Pour cement over the top, and there you go.

It's probably best to speak to a friend who is handy about doing the project, if you haven't done anything like this before.
posted by Rabulah at 9:36 AM on October 28, 2007

Anytime I've had concrete steps I've had constant maintenance issues with them cracking and seperating. Also, unless you compact the soil really well, settling will be an issue, especially if you live in a cold weather climate where the ground freezes. I'd do it with wood. When I needed to build stairs I went to Home Depot and bought 2 pre cut risers, 4 planks, and a couple of L brackets to attach them to the house. I think my total cost was about $20.
posted by COD at 9:50 AM on October 28, 2007

Do you have access to any old cinder blocks? A few of them thrown together make a brilliant staircase. Not ultra permanent, and hardly on the cutting edge of design, but still workable.
posted by twirlypen at 4:19 PM on October 28, 2007

Quickest and cheapest is probably wooden steps. You can buy precut staircase stringers made of treated lumber at most home centers or lumberyards. The tricky part is attaching it to the house.

It's easy enough to throw together some concrete stairs, in principle, but if you don't lay a proper foundation and ensure drainage, it will not last long.
posted by dhartung at 5:26 PM on October 28, 2007

Idea 1: Adapt Rabula's suggestion, except you build it "pre-fab" - so in other words, you build some stair shaped slabs and some thicker stringers (the zig-zaggy support that the treads rest on) on the ground. Build shallow molds with the cheapest plywood or oreinted strand board you have. That way you re-use the tread molds.)
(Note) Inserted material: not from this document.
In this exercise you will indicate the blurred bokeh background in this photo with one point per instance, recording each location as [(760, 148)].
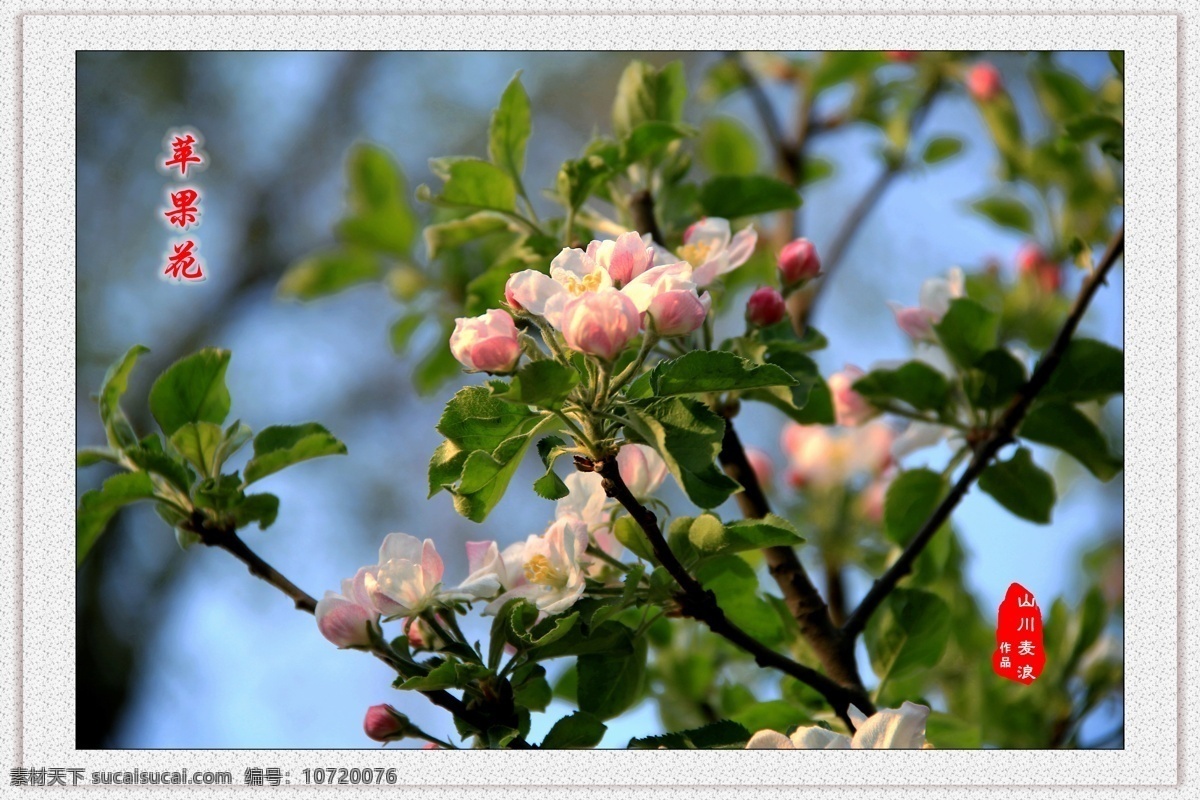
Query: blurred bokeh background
[(187, 650)]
Idea 2: Build a ramp instead. Much simpler.
posted by DenOfSizer at 6:56 PM on October 28, 2007

Cement rubble like urbanite? You can use it like masonry, but you might want to do a bit of research about stonework, as well as run/rise calculations for steps.
posted by oneirodynia at 7:01 PM on October 28, 2007

Wood's the way to go. Even if you know what you're doing, pouring concrete steps is a pain in the ass.

Now, if you have the means to transport them, you can by pre-fab concrete steps. You can usually find them in three, four, five riser units- whatever you might need. Try a mobile home dealer- if they don't have them, they will have a lead to who does.
posted by Shohn at 7:46 PM on October 28, 2007

you can by pre-fab steps, but only if you buy them first.
posted by Shohn at 7:47 PM on October 28, 2007

quickest, cheapest and easiest of ways

Like they say, pick any two.

Even with the concrete, you will have to buy lumber to make the molds. I've found concrete steps last much longer than wooden steps -- had a solid, 3 step staircase poured about 7 years ago and it hasn't needed any maintenance at all or sustained any damage. It was professionally poured and the weather and soil conditions here might be different from those of the posters above who don't like concrete.

So, back to your question. The quickest, easiest way would be to buy a prefab staircase, but presumably cheapness outweighs this concern. It's going to be quicker to get a wood staircase up and running than to build a form, mix and pour the concrete, and wait for it to cure. Check freecycle or craigslist for free wood, or find some old pallets. This won't be as easy as using standard sizes of wood you could buy, but you get the wood for free.